Proponents of teaching—in some cases, reintroducing—handwriting in the school curriculum say their concern over the fading importance of handwriting became more urgent with the advent of the Common Core State Standards. The standards, which were released in 2010 and have been adopted by all but four states, mention keyboarding but not handwriting.

“The conversation about handwriting instruction has been growing,” said Kathleen Wright, the coordinator of this week’s event and the national product coordinator at Zaner-Bloser.

The company advocates that states supplement the common core with handwriting standards, as Massachusetts and California have already done. Ms. Wright said the conference, called the “Handwriting in the 21st Century?: An Educational Summit,” was timed so policymakers could address any lack of attention to handwriting while their states are still rolling out their own versions of the common core.

“As I talked to researchers, they were all saying the same thing in different ways,” Ms. Wright said. “Handwriting instruction needs to be done.”

Cognitive and Motor Skills

Virginia Berninger, a professor of educational psychology at the University of Washington, in Seattle, and a scheduled presenter at the conference, said that learning handwriting has both cognitive and motor benefits, and that letter formation is a skill that needs to be taught and practiced.

The Wall Street Journal (WSJ) reported that the skill of handwriting helps in cognitive learning.

Gwendolyn Bounds reports in the WSJ article, How Handwriting Trains the Brain:

Recent research illustrates how writing by hand engages the brain in learning. During one study at Indiana University published this year, researchers invited children to man a “spaceship,” actually an MRI machine using a specialized scan called “functional” MRI that spots neural activity in the brain. The kids were shown letters before and after receiving different letter-learning instruction. In children who had practiced printing by hand, the neural activity was far more enhanced and “adult-like” than in those who had simply looked at letters.

“It seems there is something really important about manually manipulating and drawing out two-dimensional things we see all the time,” says Karin Harman James, assistant professor of psychology and neuroscience at Indiana University who led the study.

Adults may benefit similarly when learning a new graphically different language, such as Mandarin, or symbol systems for mathematics, music and chemistry, Dr. James says. For instance, in a 2008 study in the Journal of Cognitive Neuroscience, adults were asked to distinguish between new characters and a mirror image of them after producing the characters using pen-and-paper writing and a computer keyboard. The result: For those writing by hand, there was stronger and longer-lasting recognition of the characters’ proper orientation, suggesting that the specific movements memorized when learning how to write aided the visual identification of graphic shapes.

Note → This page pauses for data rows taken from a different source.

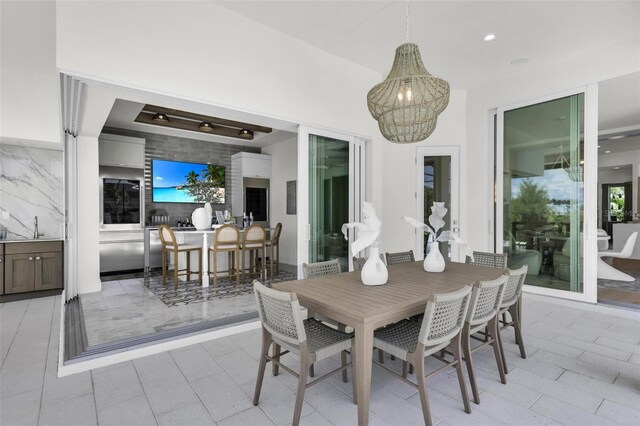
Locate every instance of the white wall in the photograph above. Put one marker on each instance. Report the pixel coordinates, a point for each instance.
(88, 216)
(533, 81)
(398, 171)
(250, 67)
(28, 75)
(284, 167)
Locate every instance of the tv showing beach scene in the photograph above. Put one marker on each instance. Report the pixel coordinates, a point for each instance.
(182, 182)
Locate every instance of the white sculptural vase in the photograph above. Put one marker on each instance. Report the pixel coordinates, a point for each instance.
(201, 218)
(434, 262)
(374, 271)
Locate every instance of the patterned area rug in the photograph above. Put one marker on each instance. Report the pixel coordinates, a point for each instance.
(192, 292)
(631, 286)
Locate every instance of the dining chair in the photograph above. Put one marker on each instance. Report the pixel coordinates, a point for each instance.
(226, 239)
(170, 246)
(492, 260)
(310, 270)
(400, 257)
(483, 316)
(412, 341)
(328, 267)
(284, 328)
(273, 244)
(253, 242)
(511, 304)
(608, 272)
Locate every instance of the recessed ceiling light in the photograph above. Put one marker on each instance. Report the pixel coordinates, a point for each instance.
(520, 61)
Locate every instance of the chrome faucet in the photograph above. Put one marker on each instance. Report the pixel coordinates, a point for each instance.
(36, 234)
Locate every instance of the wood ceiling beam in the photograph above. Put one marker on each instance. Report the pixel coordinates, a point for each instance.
(199, 117)
(190, 125)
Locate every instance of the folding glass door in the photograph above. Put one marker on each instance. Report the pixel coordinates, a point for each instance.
(543, 220)
(329, 194)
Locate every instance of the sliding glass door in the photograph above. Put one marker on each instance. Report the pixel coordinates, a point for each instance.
(542, 215)
(330, 192)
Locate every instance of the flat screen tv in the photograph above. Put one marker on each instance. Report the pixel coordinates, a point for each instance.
(182, 182)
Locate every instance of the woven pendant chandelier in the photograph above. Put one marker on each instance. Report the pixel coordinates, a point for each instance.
(407, 103)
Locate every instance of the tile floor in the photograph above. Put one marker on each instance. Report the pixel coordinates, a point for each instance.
(583, 368)
(132, 309)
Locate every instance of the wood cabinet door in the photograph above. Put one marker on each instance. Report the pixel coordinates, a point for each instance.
(48, 270)
(19, 273)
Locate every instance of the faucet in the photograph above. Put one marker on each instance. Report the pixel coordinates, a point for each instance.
(36, 234)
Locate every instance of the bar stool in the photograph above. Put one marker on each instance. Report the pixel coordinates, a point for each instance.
(171, 246)
(225, 239)
(253, 240)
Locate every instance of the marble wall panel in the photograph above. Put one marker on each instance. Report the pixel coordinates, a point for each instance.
(31, 184)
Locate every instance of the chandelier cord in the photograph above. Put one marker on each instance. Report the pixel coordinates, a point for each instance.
(406, 9)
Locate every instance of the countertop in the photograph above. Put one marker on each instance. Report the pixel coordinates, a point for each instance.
(30, 240)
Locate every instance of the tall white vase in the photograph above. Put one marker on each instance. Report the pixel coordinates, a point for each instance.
(434, 262)
(374, 271)
(201, 218)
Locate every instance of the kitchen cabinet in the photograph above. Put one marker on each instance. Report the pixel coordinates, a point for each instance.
(121, 151)
(32, 266)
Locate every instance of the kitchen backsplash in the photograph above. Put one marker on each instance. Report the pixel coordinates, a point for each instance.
(31, 185)
(182, 149)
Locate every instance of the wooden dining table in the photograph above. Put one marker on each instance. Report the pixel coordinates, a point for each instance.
(346, 300)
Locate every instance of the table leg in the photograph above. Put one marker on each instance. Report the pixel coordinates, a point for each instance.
(362, 375)
(205, 263)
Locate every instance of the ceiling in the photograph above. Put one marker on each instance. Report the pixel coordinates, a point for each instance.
(450, 33)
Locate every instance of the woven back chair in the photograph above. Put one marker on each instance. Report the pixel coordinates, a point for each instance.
(284, 327)
(254, 242)
(170, 247)
(483, 315)
(226, 239)
(400, 257)
(512, 304)
(491, 260)
(411, 341)
(310, 270)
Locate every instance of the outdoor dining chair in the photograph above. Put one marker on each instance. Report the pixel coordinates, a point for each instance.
(412, 341)
(284, 328)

Other research highlights the hand’s unique relationship with the brain when it comes to composing thoughts and ideas. Virginia Berninger, a professor of educational psychology at the University of Washington, says handwriting differs from typing because it requires executing sequential strokes to form a letter, whereas keyboarding involves selecting a whole letter by touching a key.

See, The Importance of Cursive Writing

Perhaps, it is wishful thinking. One cannot stop “progress.” Sometimes, everything old is new again.